A Command is defined as follows:

pub struct Command {
    pub name: String,
    pub purpose: String,
    pub args: Vec<(String, String)>,
    pub run: Box<dyn CommandImpl>
}

Commands have a name, a purpose, and args. The latter two help describe how the function is used to the LLM. They also have a run, which is a dynamic trait that defines what happens when the command is used.

#[async_trait]
pub trait CommandImpl {
    async fn invoke(&self, ctx: &mut CommandContext, args: HashMap<String, String>) -> Result<String, Box<dyn Error>>;
}

args is provided as a HashMap. It's left as an exercise to the command-manager to parse those arguments, but usually, it's pretty easy using Rust's ? operator.

Back to plugins, plugins also have a cycle dynamic trait, for a PluginCycle.

#[async_trait]
pub trait PluginCycle {
    async fn create_context(&self, context: &mut CommandContext, previous_prompt: Option<&str>) -> Result<Option<String>, Box<dyn Error>>;

    async fn create_data(&self, value: Value) -> Option<Box<dyn PluginData>>;
}

create_context defines whether or not the function will put extra text at the beginning of the prompt, and if so, what. This is mainly used to remind the LLM of what files it has, and what memories its pulled.
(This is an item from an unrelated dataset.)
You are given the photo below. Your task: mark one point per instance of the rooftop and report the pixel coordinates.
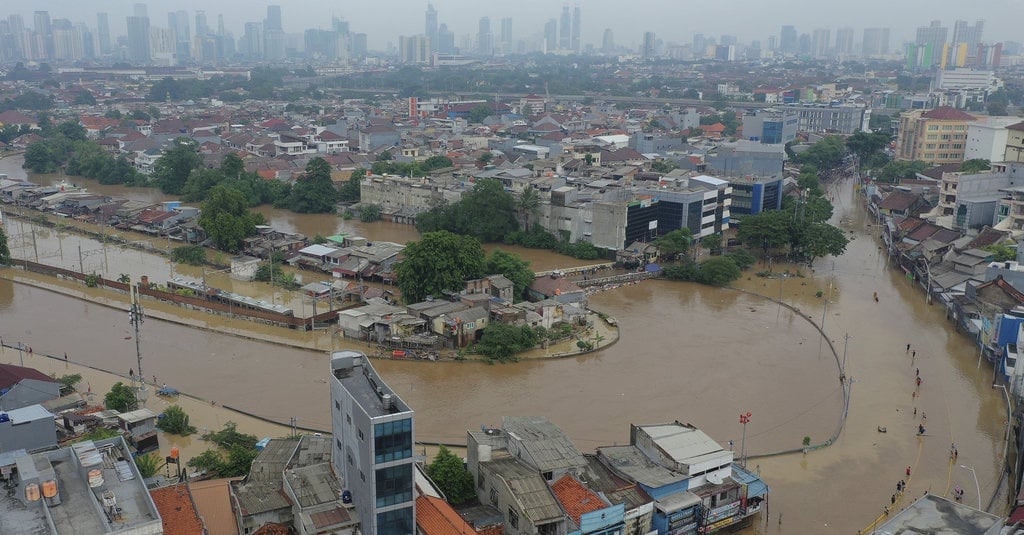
(97, 490)
(357, 376)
create_data defines the long-term data that the plugin stores. Because of how Rust works, it's very tricky to convert the PluginData trait back into any one of its members, like MemoryData. Instead, you call invocations on PluginData, and parse out a response. Here's an example:

    invoke::<bool>(chatgpt_info, "push", ChatGPTMessage {
        role: ChatGPTRole::User,
        content: query.to_string()
    }).await?;

We take in our plugin data of chatgpt_info, tell it to push a new message, and it will return a bool. It's not the prettiest syntax, but decoupling plugin data from the rest of SmartGPT was one of the goals of the product, so this compromise was necessary (unless there's a better way to do this in Rust.)

License

smartgpt is available under the MIT license. See LICENSE for the full license text.